At Grossman Imaging Centers we provide diagnostic imaging services utilizing cutting edge technology in an environment that is comfortable and friendly.
What is an Arthrogram?
Conventional arthrography is the x-ray examination of a joint that uses a special form of x-ray called fluoroscopy or CT Scan and a contrast material containing iodine. Some arthrography examinations also use magnetic resonance imaging (MRI).
An x-ray (radiograph) is a noninvasive medical test that helps physicians diagnose and treat medical conditions. Imaging with x-rays involves exposing a part of the body to a small dose of ionizing radiation to produce pictures of the inside of the body. X-rays are the oldest and most frequently used form of medical imaging.
Fluoroscopy makes it possible to see internal organs in motion. When iodine is injected into the joint space, it coats the inner lining of the joint structures and appears bright white on an arthrogram, allowing the radiologist to assess the anatomy and function of the joint.
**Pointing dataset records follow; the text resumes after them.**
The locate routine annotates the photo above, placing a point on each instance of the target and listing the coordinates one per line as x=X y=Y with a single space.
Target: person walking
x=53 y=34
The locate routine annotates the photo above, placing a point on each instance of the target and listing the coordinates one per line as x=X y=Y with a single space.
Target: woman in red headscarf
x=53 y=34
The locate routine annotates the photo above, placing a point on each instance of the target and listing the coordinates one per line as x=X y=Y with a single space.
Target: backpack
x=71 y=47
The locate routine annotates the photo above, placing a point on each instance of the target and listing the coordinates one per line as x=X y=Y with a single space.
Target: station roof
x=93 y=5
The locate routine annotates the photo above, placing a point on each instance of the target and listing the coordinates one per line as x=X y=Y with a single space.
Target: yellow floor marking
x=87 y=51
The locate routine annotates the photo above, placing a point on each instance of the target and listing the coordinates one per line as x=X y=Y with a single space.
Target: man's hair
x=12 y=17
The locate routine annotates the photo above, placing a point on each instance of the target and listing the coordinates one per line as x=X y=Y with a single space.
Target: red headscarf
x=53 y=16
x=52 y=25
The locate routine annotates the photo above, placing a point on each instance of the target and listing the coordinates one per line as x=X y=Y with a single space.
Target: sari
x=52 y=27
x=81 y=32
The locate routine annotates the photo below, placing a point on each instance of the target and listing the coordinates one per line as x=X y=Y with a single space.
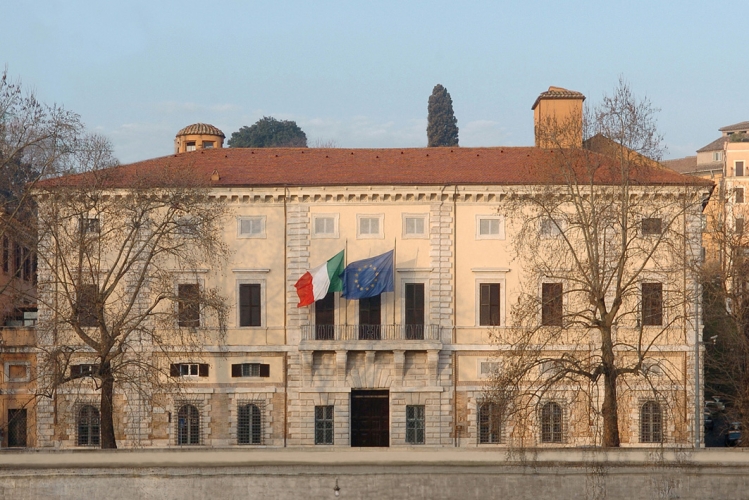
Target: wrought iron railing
x=370 y=332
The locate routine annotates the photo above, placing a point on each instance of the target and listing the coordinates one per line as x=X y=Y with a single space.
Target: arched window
x=249 y=424
x=188 y=425
x=551 y=423
x=88 y=426
x=651 y=423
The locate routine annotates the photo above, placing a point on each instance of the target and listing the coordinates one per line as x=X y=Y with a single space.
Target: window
x=414 y=226
x=251 y=227
x=552 y=310
x=249 y=424
x=414 y=311
x=325 y=317
x=86 y=307
x=415 y=424
x=490 y=423
x=249 y=305
x=250 y=370
x=651 y=226
x=370 y=318
x=551 y=423
x=188 y=370
x=88 y=426
x=83 y=370
x=369 y=226
x=550 y=228
x=325 y=226
x=188 y=425
x=89 y=225
x=324 y=424
x=651 y=423
x=652 y=304
x=489 y=306
x=489 y=227
x=188 y=313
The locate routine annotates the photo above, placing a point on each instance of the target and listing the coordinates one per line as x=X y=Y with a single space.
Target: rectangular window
x=414 y=311
x=415 y=424
x=250 y=370
x=369 y=226
x=249 y=305
x=89 y=225
x=189 y=305
x=251 y=227
x=414 y=226
x=651 y=226
x=490 y=424
x=188 y=370
x=85 y=307
x=652 y=304
x=324 y=424
x=489 y=307
x=551 y=304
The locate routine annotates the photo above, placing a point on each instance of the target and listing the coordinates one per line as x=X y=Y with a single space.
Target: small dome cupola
x=198 y=136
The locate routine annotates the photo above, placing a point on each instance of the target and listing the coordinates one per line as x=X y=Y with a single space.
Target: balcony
x=370 y=337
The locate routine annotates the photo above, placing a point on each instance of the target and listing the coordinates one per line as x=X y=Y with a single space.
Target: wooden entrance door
x=370 y=418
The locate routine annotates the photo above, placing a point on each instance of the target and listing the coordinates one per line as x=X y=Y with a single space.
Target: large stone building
x=405 y=367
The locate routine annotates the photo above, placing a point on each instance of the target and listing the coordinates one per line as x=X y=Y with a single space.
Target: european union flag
x=368 y=277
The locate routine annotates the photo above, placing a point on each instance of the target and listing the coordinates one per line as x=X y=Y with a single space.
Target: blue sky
x=360 y=73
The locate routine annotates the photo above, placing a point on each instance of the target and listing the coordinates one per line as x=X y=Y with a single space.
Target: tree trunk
x=107 y=407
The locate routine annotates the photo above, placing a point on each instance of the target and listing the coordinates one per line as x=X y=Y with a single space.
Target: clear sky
x=360 y=72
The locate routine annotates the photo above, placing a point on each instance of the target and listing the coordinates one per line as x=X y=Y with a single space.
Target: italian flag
x=317 y=282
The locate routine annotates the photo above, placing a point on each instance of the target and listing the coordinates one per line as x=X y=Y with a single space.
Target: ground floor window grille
x=551 y=423
x=249 y=423
x=490 y=424
x=89 y=425
x=651 y=423
x=324 y=424
x=188 y=425
x=415 y=424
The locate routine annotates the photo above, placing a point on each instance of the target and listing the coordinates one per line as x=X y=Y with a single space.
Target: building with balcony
x=405 y=367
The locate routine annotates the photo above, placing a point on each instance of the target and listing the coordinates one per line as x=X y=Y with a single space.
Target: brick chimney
x=558 y=118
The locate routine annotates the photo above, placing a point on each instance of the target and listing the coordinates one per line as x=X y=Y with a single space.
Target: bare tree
x=120 y=287
x=605 y=251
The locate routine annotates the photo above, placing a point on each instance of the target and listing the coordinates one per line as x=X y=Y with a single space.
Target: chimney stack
x=558 y=118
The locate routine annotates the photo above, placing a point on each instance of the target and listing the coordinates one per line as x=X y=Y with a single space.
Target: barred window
x=651 y=423
x=188 y=425
x=249 y=424
x=551 y=423
x=88 y=426
x=415 y=424
x=490 y=423
x=324 y=424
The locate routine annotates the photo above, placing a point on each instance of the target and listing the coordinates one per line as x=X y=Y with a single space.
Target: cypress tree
x=442 y=128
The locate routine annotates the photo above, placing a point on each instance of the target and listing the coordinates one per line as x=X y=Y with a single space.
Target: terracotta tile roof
x=200 y=128
x=735 y=127
x=558 y=93
x=716 y=145
x=351 y=167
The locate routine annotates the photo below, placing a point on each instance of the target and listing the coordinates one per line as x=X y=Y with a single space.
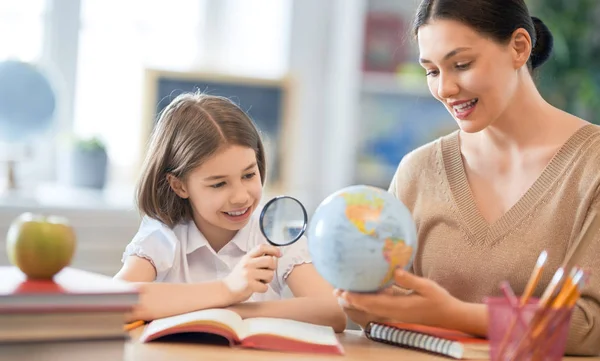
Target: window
x=118 y=40
x=21 y=29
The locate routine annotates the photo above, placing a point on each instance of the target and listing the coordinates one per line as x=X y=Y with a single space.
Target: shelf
x=392 y=84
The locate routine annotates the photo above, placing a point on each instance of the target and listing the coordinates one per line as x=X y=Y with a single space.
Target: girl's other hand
x=253 y=273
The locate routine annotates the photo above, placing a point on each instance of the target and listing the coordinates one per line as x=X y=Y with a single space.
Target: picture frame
x=267 y=101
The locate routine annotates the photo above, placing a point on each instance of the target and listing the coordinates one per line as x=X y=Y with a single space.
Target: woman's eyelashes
x=462 y=66
x=222 y=184
x=218 y=185
x=457 y=66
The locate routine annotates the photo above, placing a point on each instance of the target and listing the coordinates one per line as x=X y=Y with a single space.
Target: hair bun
x=543 y=45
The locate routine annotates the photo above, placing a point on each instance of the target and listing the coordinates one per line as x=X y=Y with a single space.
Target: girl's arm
x=313 y=301
x=167 y=299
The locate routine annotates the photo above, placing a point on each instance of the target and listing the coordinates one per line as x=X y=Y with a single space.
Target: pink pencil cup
x=508 y=324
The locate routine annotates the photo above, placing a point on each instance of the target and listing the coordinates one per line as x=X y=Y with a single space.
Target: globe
x=358 y=236
x=27 y=101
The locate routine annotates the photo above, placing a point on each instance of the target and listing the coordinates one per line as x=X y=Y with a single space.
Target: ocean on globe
x=359 y=235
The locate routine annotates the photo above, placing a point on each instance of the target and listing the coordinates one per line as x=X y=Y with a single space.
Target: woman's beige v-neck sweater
x=469 y=257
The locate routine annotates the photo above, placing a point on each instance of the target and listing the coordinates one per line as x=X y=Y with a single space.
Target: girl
x=199 y=244
x=519 y=176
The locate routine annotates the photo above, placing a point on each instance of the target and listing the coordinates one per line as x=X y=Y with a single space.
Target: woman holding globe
x=519 y=177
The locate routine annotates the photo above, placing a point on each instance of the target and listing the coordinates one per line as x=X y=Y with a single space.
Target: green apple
x=40 y=246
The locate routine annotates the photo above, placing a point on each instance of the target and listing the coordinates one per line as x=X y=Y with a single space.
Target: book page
x=213 y=316
x=295 y=330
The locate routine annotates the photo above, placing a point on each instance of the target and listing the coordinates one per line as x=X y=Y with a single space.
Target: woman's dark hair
x=497 y=19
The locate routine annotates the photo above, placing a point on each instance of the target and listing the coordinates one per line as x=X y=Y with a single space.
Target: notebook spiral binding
x=403 y=338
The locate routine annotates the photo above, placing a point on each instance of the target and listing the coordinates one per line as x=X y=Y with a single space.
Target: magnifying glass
x=283 y=220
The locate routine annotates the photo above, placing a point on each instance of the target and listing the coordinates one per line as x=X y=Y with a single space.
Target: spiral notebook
x=435 y=340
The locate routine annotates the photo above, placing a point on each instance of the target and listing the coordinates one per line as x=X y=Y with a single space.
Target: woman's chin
x=471 y=126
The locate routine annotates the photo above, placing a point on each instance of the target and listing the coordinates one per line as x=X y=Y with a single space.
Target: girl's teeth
x=465 y=105
x=237 y=213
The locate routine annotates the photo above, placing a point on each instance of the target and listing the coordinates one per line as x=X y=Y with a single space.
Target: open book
x=261 y=333
x=441 y=341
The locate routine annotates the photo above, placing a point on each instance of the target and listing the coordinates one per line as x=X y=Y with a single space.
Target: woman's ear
x=520 y=46
x=177 y=186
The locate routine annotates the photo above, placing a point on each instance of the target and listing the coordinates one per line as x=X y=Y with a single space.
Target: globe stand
x=13 y=154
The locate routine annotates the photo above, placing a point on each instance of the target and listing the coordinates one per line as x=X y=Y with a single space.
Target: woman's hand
x=253 y=273
x=427 y=304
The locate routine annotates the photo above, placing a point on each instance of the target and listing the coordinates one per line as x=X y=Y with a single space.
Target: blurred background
x=333 y=85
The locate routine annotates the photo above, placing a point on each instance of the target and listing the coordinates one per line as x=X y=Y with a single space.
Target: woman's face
x=472 y=75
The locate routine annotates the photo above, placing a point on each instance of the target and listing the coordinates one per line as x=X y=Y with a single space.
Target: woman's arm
x=159 y=300
x=313 y=302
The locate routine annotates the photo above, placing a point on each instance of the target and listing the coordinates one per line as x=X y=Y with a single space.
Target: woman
x=520 y=176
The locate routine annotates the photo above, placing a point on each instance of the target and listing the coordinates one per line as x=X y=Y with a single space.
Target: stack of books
x=65 y=318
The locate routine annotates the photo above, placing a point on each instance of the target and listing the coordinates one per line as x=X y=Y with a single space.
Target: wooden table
x=356 y=346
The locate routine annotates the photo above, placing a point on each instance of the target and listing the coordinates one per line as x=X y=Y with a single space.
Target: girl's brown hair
x=192 y=128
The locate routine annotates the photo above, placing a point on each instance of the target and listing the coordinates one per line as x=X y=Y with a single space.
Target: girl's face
x=224 y=190
x=473 y=76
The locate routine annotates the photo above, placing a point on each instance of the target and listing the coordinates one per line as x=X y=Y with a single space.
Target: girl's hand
x=253 y=273
x=427 y=304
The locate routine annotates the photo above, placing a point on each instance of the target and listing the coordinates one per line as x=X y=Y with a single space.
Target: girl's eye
x=431 y=73
x=218 y=185
x=250 y=175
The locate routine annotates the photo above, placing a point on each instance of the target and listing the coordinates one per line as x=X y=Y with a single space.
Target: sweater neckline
x=460 y=189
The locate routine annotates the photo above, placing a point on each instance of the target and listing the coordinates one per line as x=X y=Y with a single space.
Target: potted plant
x=88 y=163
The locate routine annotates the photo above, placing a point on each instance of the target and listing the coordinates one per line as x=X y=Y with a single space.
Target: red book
x=260 y=333
x=70 y=290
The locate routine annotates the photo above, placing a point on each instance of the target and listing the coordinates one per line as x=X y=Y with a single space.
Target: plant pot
x=88 y=168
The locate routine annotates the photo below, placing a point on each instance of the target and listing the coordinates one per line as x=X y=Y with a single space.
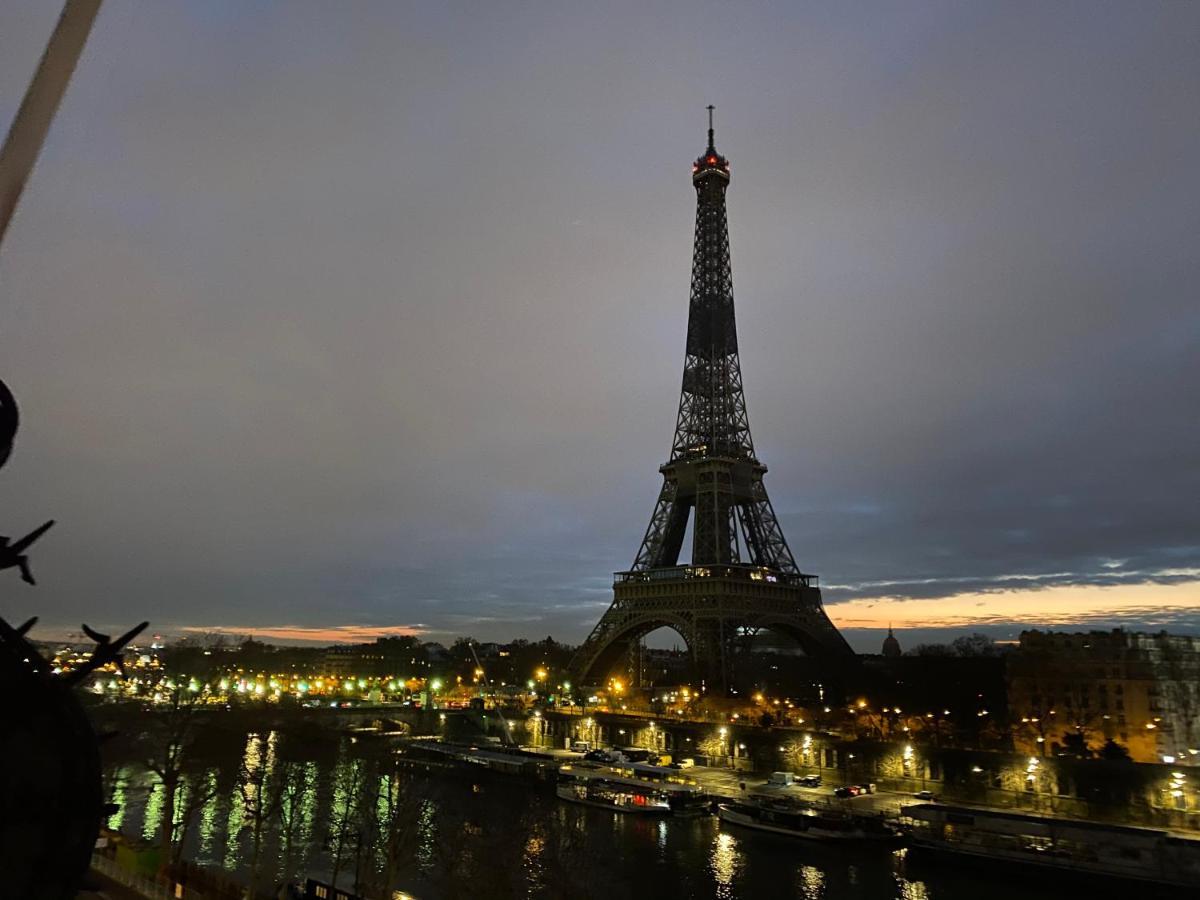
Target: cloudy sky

MR arthrography involves the injection of a contrast material into the joint, just like in conventional arthrography, except that the contrast material is different. As in conventional arthrography, the contrast material outlines the structures within the joint. This allows them to be evaluated by the radiologist to determine the anatomy of the joint.
MR imaging uses a powerful magnetic field, radio frequency pulses and a computer to produce detailed pictures of organs, soft tissues, bone and virtually all other internal body structures. The images can then be examined on a computer monitor, printed or copied to CD. MRI does not use ionizing radiation (x-rays).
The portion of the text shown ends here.